What's the biggest challenge you've faced so far?
Organising the Selwyn Snowball in Cambridge and making sure everything ran smoothly on the night would definitely be up there! I made the decision to apply for the position on the committee while I was still in Berlin, meaning I had to hit the ground running when I returned to the UK.
My role involved the organisation of drink stock, bar staff and the bars themselves, which were all crucial elements of the event. At the beginning of the planning process I managed to secure high level sponsorship deals with several companies, including Absolut, Molson Coors and Jägermeister, and liaised with them thereafter on behalf of the committee. After drawing up an initial budget and negotiating prices with the companies, my next task was to work out the logistics of the drinks service on the night. As a side project I coordinated the design, delivery and set-up of a 3 metre-long ice bar and two ice sculptures, which tied in with the theme of the event.
On the night itself I managed the bar workers in their duties and executed contingency plans when faced with obstacles, such as running out of a particular product. All in all it was a fantastic evening and an excellent taster of event planning and management.
Who would you love to share a desk with?
I think I’d have to go with Mel and Sue from the Great British Bake Off. For me, I’d want to be sharing a desk with people whom I could bounce ideas off and who were good at giving feedback, and I think they’d be ideal for this.
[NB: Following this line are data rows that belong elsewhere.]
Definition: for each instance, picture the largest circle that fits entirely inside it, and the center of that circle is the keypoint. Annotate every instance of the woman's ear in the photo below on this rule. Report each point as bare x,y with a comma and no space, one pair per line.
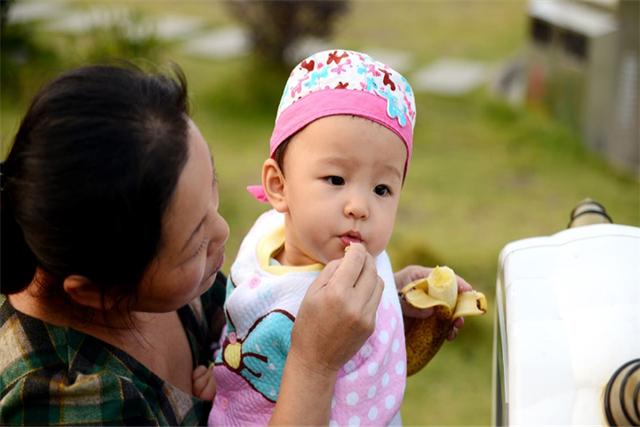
273,182
86,293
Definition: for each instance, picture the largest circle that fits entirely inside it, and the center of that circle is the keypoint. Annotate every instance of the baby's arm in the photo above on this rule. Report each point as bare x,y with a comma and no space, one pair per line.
204,384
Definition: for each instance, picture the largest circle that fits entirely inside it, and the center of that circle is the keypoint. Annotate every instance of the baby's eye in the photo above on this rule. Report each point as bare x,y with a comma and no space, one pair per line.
382,190
335,180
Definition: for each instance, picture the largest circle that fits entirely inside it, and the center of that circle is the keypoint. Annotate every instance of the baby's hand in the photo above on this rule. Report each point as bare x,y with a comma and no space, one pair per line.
204,385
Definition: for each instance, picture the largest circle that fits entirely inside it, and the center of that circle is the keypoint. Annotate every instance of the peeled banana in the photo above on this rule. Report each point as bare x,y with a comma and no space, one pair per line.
438,291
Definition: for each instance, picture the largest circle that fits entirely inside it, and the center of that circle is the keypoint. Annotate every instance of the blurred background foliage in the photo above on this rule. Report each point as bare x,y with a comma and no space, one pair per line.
485,172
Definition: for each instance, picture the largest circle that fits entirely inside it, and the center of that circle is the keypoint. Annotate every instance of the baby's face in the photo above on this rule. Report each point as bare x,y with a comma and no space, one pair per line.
343,177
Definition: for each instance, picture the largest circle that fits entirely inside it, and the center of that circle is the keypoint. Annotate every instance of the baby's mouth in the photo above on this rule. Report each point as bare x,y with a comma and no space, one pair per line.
350,237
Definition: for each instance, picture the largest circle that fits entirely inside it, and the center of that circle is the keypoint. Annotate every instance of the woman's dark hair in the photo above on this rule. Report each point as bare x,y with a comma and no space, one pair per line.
90,175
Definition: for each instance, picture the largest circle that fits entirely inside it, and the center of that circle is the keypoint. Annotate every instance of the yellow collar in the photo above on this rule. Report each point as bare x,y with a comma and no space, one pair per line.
271,244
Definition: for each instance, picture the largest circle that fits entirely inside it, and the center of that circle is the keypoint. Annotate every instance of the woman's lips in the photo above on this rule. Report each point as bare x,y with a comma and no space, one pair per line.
215,270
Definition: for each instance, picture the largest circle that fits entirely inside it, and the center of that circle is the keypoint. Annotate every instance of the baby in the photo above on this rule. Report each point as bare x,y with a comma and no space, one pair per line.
338,157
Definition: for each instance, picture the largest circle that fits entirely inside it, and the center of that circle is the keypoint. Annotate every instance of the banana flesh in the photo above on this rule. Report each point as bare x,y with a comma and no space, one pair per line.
439,291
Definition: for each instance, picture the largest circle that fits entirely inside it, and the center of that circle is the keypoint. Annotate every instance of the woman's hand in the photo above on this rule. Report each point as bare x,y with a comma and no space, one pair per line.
336,317
415,272
338,312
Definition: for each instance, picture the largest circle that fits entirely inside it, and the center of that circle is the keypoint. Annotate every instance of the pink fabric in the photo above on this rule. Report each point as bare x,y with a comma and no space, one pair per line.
338,81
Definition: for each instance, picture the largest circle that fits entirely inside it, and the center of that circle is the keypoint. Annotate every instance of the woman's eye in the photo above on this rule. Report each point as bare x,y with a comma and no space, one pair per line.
335,180
382,190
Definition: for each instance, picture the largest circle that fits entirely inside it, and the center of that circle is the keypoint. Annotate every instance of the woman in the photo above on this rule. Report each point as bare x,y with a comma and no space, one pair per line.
111,240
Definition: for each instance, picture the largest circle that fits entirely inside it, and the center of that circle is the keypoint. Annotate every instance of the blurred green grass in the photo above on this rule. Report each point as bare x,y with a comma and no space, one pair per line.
483,174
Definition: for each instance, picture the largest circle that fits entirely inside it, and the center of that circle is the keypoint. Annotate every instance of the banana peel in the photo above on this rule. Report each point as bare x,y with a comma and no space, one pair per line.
439,291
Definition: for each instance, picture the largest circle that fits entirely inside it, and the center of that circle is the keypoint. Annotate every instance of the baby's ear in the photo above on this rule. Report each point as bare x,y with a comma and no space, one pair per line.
273,183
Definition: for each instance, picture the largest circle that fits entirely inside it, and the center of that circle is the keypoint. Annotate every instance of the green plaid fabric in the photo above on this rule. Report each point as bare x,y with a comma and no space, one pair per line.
51,375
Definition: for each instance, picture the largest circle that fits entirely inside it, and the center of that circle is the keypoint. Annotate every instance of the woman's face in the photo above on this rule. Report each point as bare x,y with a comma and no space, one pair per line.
192,246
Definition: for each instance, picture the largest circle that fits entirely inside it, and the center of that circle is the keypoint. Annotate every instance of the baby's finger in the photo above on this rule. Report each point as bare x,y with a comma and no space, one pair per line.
350,268
371,306
366,283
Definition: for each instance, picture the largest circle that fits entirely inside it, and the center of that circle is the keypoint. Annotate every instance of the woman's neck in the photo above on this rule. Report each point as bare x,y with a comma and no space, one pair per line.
109,325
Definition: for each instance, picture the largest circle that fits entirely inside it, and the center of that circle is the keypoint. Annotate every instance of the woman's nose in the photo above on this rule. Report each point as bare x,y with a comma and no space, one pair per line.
219,235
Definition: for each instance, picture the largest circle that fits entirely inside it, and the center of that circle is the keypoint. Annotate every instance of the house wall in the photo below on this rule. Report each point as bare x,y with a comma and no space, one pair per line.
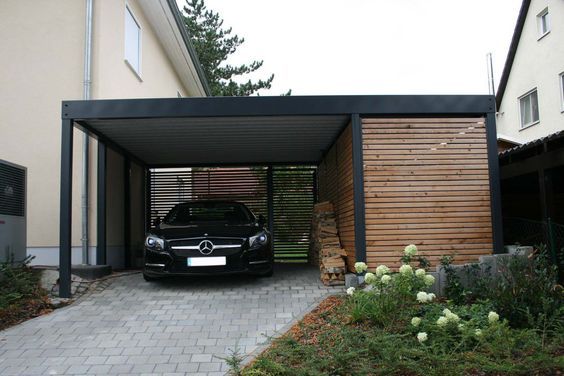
42,45
426,183
335,184
537,64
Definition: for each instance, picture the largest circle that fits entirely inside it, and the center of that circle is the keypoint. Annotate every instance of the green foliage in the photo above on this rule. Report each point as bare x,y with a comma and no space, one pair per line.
214,44
526,292
17,282
453,288
234,360
346,349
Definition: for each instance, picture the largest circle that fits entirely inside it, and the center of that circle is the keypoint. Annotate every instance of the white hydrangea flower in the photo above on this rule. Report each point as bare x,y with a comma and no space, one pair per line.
370,278
442,321
422,297
406,269
452,317
410,250
429,280
381,270
421,337
360,267
493,317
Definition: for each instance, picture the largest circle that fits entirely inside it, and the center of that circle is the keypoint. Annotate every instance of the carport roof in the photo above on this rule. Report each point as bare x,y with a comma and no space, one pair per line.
245,130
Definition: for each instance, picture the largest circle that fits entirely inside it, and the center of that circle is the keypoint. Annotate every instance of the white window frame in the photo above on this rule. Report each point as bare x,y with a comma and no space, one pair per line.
546,15
534,122
561,81
130,64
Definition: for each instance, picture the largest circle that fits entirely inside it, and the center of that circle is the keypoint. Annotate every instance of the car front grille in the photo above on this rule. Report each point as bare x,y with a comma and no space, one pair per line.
221,246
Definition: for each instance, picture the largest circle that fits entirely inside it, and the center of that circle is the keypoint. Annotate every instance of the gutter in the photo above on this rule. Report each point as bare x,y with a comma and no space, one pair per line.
178,18
87,83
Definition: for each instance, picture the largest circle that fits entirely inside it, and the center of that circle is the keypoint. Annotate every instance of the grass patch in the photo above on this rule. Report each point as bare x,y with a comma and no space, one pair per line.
21,296
328,342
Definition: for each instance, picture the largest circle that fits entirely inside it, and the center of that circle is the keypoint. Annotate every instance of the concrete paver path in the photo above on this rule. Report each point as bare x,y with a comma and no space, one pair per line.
171,327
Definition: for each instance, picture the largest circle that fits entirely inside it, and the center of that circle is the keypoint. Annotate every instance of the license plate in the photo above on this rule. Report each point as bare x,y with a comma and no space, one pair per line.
206,261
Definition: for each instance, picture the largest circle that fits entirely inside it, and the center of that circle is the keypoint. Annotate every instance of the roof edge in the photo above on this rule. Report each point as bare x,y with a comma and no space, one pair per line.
512,51
191,51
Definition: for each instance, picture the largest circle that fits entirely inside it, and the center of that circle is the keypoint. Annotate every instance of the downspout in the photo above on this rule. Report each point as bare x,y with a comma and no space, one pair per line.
86,138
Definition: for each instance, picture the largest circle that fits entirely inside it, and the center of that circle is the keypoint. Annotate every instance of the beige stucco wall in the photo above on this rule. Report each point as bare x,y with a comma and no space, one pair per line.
112,77
42,47
538,62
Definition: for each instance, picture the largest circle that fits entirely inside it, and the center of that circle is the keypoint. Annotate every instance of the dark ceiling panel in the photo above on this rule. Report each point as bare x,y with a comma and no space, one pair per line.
213,141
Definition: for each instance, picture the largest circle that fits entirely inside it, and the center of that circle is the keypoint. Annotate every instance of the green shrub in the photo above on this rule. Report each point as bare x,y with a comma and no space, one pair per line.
526,292
392,297
17,281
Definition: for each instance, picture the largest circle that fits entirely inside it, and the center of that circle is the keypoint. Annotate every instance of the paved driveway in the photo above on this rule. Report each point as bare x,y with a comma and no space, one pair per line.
168,327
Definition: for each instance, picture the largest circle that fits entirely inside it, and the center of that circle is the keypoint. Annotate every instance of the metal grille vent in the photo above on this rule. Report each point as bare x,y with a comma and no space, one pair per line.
12,190
294,196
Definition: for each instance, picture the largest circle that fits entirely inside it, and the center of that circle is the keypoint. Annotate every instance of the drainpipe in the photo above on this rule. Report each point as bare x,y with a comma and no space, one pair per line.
86,138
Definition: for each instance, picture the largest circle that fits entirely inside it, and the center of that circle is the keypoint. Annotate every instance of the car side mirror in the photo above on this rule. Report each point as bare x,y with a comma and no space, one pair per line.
157,222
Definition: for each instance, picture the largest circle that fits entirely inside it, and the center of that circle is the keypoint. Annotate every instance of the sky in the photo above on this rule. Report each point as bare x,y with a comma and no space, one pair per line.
326,47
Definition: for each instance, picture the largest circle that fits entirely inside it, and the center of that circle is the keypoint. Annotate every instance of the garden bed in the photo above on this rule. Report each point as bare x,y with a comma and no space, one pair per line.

As a comedy duo they’re witty and spontaneous, and always know how to keep up morale when the going gets tough. The one drawback is that the office snacks would probably disappear fairly quickly!
Sell yourself. Why should someone hire you once finishing uni?
With the growth of social and digital media across the world, individuals with skills in multiple languages are an increasingly valuable asset for multinational companies, particularly in terms of their public relations. I am fluent in German and proficient in Russian and Dutch, with a proven facility to acquire and master languages in a short space of time.
"As well as having a broad range of creative talents I can use my experience of other cultures to understand an increasingly varied market."
As well as having a broad range of creative talents I can use my experience of other cultures to understand an increasingly varied market. I am motivated, diligent and make a point of staying up-to-date with current trends in social media and online communications.
As part of the radio programme that I produce and present, I am required to keep up-to-date with current affairs, and through my work on the Selwyn Snowball I have a proven track record of identifying and negotiating with key partners to produce practical outcomes in event planning and management. I have also sought and held positions of responsibility on both my college’s student council and the committee of the Cambridge University Improvised Comedy Society.